Paper Doll Militia’s Arthropoda offers a compromise between visual and scripted theatre: in a series of discreet scenes, some spoken, some exploring aerial choreography and physical performance, a relationship is traced from ecstatic beginnings to its violent finale. If the words can stumble and falter, the aerialism expresses the complexity of emotional states in a manner direct and affecting, with the two performers, Constanza Ruff and Lee Partridge, articulating their anguish, optimism and anger through dynamic movement and evocative gestures.

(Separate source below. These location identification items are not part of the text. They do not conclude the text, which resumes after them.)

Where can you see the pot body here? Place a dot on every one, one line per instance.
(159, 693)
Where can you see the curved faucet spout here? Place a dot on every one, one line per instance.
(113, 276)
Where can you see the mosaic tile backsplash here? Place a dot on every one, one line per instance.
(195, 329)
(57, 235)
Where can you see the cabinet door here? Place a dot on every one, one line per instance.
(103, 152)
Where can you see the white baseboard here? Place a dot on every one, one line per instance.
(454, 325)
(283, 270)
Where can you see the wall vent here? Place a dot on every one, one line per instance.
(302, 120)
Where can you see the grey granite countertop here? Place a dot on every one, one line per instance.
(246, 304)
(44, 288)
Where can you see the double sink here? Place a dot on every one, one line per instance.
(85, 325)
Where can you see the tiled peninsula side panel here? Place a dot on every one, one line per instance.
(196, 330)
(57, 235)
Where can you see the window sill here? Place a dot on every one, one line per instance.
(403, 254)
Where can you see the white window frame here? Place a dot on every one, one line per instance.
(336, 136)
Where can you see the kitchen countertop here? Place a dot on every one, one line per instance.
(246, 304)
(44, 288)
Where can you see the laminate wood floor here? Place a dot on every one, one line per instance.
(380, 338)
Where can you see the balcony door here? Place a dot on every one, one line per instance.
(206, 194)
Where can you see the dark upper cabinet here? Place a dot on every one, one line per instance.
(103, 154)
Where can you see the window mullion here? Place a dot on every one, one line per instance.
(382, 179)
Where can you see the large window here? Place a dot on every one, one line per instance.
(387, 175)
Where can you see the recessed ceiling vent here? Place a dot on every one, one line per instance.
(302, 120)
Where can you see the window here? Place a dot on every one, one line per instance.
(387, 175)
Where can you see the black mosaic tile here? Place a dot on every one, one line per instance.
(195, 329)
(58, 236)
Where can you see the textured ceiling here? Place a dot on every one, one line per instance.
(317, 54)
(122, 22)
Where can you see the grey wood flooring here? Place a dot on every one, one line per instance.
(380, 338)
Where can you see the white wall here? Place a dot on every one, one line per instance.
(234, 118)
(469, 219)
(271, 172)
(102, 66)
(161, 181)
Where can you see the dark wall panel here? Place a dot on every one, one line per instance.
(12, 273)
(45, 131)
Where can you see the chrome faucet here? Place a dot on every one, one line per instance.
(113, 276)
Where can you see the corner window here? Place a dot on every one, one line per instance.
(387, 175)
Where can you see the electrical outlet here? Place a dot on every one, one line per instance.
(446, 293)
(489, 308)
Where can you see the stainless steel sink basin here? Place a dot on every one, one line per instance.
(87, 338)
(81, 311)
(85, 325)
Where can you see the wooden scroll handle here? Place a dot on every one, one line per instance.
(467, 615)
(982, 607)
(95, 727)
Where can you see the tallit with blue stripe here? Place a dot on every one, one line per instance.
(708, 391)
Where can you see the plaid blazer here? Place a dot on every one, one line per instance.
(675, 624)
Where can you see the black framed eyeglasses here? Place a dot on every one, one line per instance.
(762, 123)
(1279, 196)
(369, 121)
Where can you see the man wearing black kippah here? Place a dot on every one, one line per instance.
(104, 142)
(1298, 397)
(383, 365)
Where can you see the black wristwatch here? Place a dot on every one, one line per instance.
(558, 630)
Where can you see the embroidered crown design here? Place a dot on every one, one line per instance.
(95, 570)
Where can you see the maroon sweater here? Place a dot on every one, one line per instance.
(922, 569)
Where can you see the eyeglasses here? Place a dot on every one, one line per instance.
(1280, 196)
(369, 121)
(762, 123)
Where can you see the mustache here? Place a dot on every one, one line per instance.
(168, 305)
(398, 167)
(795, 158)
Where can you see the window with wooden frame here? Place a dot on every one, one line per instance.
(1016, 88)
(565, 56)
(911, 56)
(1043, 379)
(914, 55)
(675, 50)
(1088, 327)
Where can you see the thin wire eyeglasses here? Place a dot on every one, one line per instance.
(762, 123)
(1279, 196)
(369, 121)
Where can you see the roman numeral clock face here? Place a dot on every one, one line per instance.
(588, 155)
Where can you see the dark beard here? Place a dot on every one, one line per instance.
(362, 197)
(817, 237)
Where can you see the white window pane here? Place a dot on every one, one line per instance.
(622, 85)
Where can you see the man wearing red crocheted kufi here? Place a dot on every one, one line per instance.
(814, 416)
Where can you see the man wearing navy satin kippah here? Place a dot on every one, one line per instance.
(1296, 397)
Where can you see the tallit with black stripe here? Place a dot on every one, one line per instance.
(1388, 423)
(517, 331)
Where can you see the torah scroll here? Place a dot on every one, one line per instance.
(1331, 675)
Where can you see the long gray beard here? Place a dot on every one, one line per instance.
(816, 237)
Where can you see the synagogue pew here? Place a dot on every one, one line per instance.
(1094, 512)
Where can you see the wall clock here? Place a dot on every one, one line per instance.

Arthropoda’s abiding imagery, of the lobster caught in the trap, is a harrowing metaphor for the relationship that ultimately contains Constanza’s character. While not unsympathetic to Partridge’s character’s trauma, the toxicity of his outbursts that gradually replace his winning, thoughtful personality. By following a chronological narrative, from their chance meeting through their time together, the precise details of the relationship reveal the contours of the woman’s containment. The problems caused by bureaucracy, being in a foreign land and dependent on a partner for a home all prevent escape. More painfully, memories of happier times and a sense of emotional obligation undermine her desire to protect herself. The descent towards violence – foreshadowed by bad dreams and bursts of shouting – is slow yet inevitably. And like the lobsters she knew from her childhood in Maine, Constanza’s marine biologist finds herself unable to reverse, to move back to safety.
Raw and vibrant, the production dresses the stage with fishing nets and lifts the performers towards the heavens, finding in the ropes a way to express the dreams of new love and the harrowing ruptures: weightlessness becomes evocative of pleasure and dislocation. Even on the ground, the performers interact with huge hoops, encircling them: at first the halo of the blessed lovers, they shape the constriction that the relationship becomes.
Despite attempts to cut down on drinking, to take up yoga, to attend therapy, the male only embraces his anger: if anything, his attempts to get better are another weapon, another entreaty to the woman he supposedly loves to stay. And in the last scenes, when she does escape, and tries to repair her life, the trauma is exposed, the consequences are faced. Hopeful, in so far as she removes herself from the situation, but leaving behind open questions about how recovery can happen, Arthropoda is a forceful reflection on masculine violence, and the power of guilt and doubt, that ascends to the heavens despite the relentless pull of gravity and injury.